The default configuration logs anything at the log level ERROR
to
standard output. You can control the log level by passing the
log_level
parameter to the setup_tracing
function. If you want to
see all the messages Bytewax emits, set the level to TRACE
.
The TRACE
level includes everything that would be sent to an
opentelemetry compatible backend, like
Jaeger, or the Opentelemetry
Collector. It is really
verbose, and your stdoutput will be flooded with logs, so use it
carefully.
Try it#
Let’s try to see what jaeger
can show us about a dataflow. We will
make bytewax talk to the opentelemetry collector integrated in a
jaeger instance.
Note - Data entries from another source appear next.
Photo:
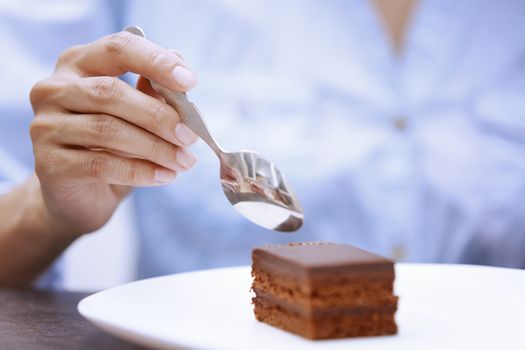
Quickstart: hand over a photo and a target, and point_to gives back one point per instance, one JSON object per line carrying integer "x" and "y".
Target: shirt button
{"x": 400, "y": 123}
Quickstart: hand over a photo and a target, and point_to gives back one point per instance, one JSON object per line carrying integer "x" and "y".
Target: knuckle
{"x": 40, "y": 92}
{"x": 117, "y": 44}
{"x": 69, "y": 56}
{"x": 134, "y": 171}
{"x": 154, "y": 150}
{"x": 96, "y": 166}
{"x": 163, "y": 59}
{"x": 37, "y": 129}
{"x": 104, "y": 127}
{"x": 106, "y": 90}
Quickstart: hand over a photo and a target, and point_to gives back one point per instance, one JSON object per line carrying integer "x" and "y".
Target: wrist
{"x": 37, "y": 215}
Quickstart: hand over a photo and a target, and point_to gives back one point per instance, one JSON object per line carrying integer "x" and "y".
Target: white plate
{"x": 441, "y": 307}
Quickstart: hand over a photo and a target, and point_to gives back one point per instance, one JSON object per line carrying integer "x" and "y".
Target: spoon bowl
{"x": 252, "y": 184}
We will use the
wikistream.py
example as a reference, since it doesn’t require any other setup. You
will need docker and
docker-compose to run this
example.
Create a folder where you’ll keep the dataflow and two more files we’ll need to run everything.
$ mkdir bytewax-tracing
$ cd bytewax-tracing
Then create a docker compose file to run jaeger with the opentelemetry collector:
# file: docker-compose.yml
version: "3"
services:
jaeger:
image: jaegertracing/all-in-one:latest
environment:
- COLLECTOR_OTLP_ENABLED=true
ports:
- "16686:16686"
- "4317:4317"
- "4318:4318"
Now run docker compose up
and everything should be up and running.
Now we need the dataflow. Download the example in this folder:
$ curl https://raw.githubusercontent.com/bytewax/bytewax/main/examples/wikistream.py \
-o dataflow.py
To instrument your dataflow, call
bytewax.tracing.setup_tracing
with the config object you
want, and keep the returned object around (if you don’t assign to the
tracer
variable, tracing would not work)
# file: dataflow.py
from bytewax.tracing import OtlpTracingConfig, setup_tracing
tracer = setup_tracing(
tracing_config=OtlpTracingConfig(
service_name="Wikistream",
url="grpc://127.0.0.1:4317",
),
log_level="ERROR",
)
#
# ...rest of the file
#
Create a virtual environment and install the needed dependencies:
$ python3 -m venv .venv
$ source .venv/bin/activate # Or activate.fish on fish shell
(.venv) $ pip install bytewax sseclient-py urllib3 aiohttp_sse_client
Now you can run it with:
(.venv) $ python -m bytewax.run dataflow
Open your browser at http://127.0.0.1:16686 and take a look at traces coming into Jaeger’s UI.
Adding custom metrics to your dataflow#
Bytewax integrates with the Prometheus Python Client to provide the ability to define custom metrics in your Python code.
Metrics that are created in your dataflow will be included in the Prometheus compatible
endpoint (by default: http://localhost:3030/metrics) that is
exposed when the BYTEWAX_DATAFLOW_API_ENABLED=1
environment variable is set.
For more information on creating and configuring custom metrics, see the documentation for the Prometheus Python Client.